On Friday, 11 May 2012 at 09:08:24 UTC, Jacob Carlborg wrote:
On 2012-05-11 10:58, Roman D. Boiko wrote:
Each token contains:
* start index (position in the original encoding, 0 corresponds
to the first code unit after BOM),
* token value encoded as UTF-8 string,
* token kind (e.g., token.kind = TokenKind.Float),
* possibly enum with annotations (e.g., token.annotations =
FloatAnnotation.Hex | FloatAnnotation.Real)
What about line and column information?
Indices of the first code unit of each line are stored inside
lexer and a function will compute Location (line number, column
number, file specification) for any index. This way size of Token
instance is reduced to the minimum. It is assumed that Location
can be computed on demand, and is not needed frequently. So
column is calculated by reverse walk till previous end of line,
etc.

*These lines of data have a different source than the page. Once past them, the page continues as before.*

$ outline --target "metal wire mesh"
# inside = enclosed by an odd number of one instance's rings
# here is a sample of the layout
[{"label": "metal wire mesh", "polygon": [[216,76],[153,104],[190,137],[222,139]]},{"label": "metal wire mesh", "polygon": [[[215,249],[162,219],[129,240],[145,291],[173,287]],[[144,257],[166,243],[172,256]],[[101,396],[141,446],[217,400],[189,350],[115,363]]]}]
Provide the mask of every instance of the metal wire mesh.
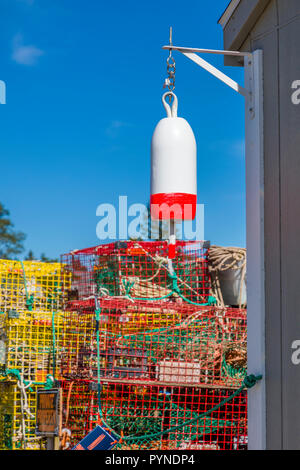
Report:
[{"label": "metal wire mesh", "polygon": [[[96,424],[101,424],[97,393],[88,381],[64,381],[64,426],[72,432],[72,445]],[[241,392],[211,416],[190,423],[230,395],[230,390],[194,387],[103,385],[102,411],[105,421],[124,436],[180,429],[159,438],[136,442],[121,440],[116,449],[142,450],[244,450],[247,448],[247,399]]]},{"label": "metal wire mesh", "polygon": [[[54,330],[53,330],[54,328]],[[56,341],[63,328],[63,313],[18,310],[18,316],[7,318],[6,369],[16,369],[24,380],[46,381],[47,374],[60,372]],[[54,337],[55,339],[54,339]]]},{"label": "metal wire mesh", "polygon": [[[0,448],[40,449],[36,392],[47,374],[59,377],[63,287],[70,280],[59,263],[0,260]],[[26,398],[18,380],[26,383]]]},{"label": "metal wire mesh", "polygon": [[[24,269],[23,269],[24,268]],[[0,311],[11,316],[27,308],[28,296],[36,311],[59,310],[63,286],[70,285],[70,275],[60,263],[0,260]]]},{"label": "metal wire mesh", "polygon": [[32,417],[22,411],[21,392],[17,384],[0,383],[0,450],[19,450],[24,447],[27,450],[45,449],[45,439],[35,435],[36,391],[35,385],[26,391],[27,407]]},{"label": "metal wire mesh", "polygon": [[[177,241],[173,261],[182,294],[206,302],[210,282],[206,262],[207,243]],[[117,242],[62,256],[64,272],[72,276],[68,308],[90,296],[159,298],[172,293],[167,270],[167,242]],[[176,297],[176,294],[175,294]],[[177,296],[178,297],[178,296]]]},{"label": "metal wire mesh", "polygon": [[[66,312],[61,374],[96,380],[94,309]],[[177,302],[101,301],[100,375],[110,382],[238,388],[246,374],[246,312]]]},{"label": "metal wire mesh", "polygon": [[167,253],[165,242],[121,242],[62,257],[72,275],[59,350],[73,444],[102,422],[99,374],[103,423],[128,437],[118,449],[247,447],[245,391],[198,420],[241,387],[246,312],[208,305],[203,243],[177,242],[182,296]]},{"label": "metal wire mesh", "polygon": [[[100,422],[98,368],[103,418],[135,436],[118,449],[247,447],[245,391],[197,419],[242,384],[246,312],[189,304],[209,297],[206,247],[177,242],[176,251],[186,302],[172,287],[165,242],[76,251],[63,256],[63,268],[0,261],[0,368],[33,382],[24,411],[17,381],[2,376],[0,448],[44,445],[34,434],[36,390],[52,372],[63,388],[63,425],[73,444],[82,439]],[[149,431],[156,437],[139,439]]]}]

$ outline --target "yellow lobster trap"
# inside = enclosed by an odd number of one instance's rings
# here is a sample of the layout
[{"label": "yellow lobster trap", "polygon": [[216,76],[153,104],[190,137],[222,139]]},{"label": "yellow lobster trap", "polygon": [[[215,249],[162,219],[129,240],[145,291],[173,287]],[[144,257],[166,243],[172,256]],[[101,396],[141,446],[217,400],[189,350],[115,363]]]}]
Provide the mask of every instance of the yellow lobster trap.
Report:
[{"label": "yellow lobster trap", "polygon": [[[60,370],[63,291],[60,263],[0,260],[0,448],[40,449],[37,389]],[[49,383],[50,381],[50,383]]]},{"label": "yellow lobster trap", "polygon": [[14,381],[0,383],[0,450],[45,449],[45,439],[35,435],[37,385],[25,389]]},{"label": "yellow lobster trap", "polygon": [[18,371],[23,380],[43,384],[60,370],[57,344],[63,327],[62,312],[19,310],[7,316],[2,340],[2,368]]},{"label": "yellow lobster trap", "polygon": [[0,449],[45,446],[35,435],[37,390],[53,386],[58,378],[62,320],[61,311],[19,310],[17,317],[7,315],[0,342]]},{"label": "yellow lobster trap", "polygon": [[70,281],[60,263],[0,260],[0,311],[59,310]]}]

Locations will possible to calculate both taking into
account special token sequences (e.g., #line 3 "ab/c.d"), or
discarding them.
* Does it convert numerical literals and similar to their
actual values
It is planned to add a post-processor for that as part of
parser,
please see README.md for some more details.
Isn't that a job for the lexer?
That might be done in lexer for efficiency reasons (to avoid
lexing token value again). But separating this into a dedicated
post-processing phase leads to a much cleaner design (IMO), also
suitable for uses when such values are not needed. Also I don't
think that performance would be improved given the ratio of
number of literals to total number of tokens and the need to
store additional information per token if it is done in lexer. I
will elaborate on that later.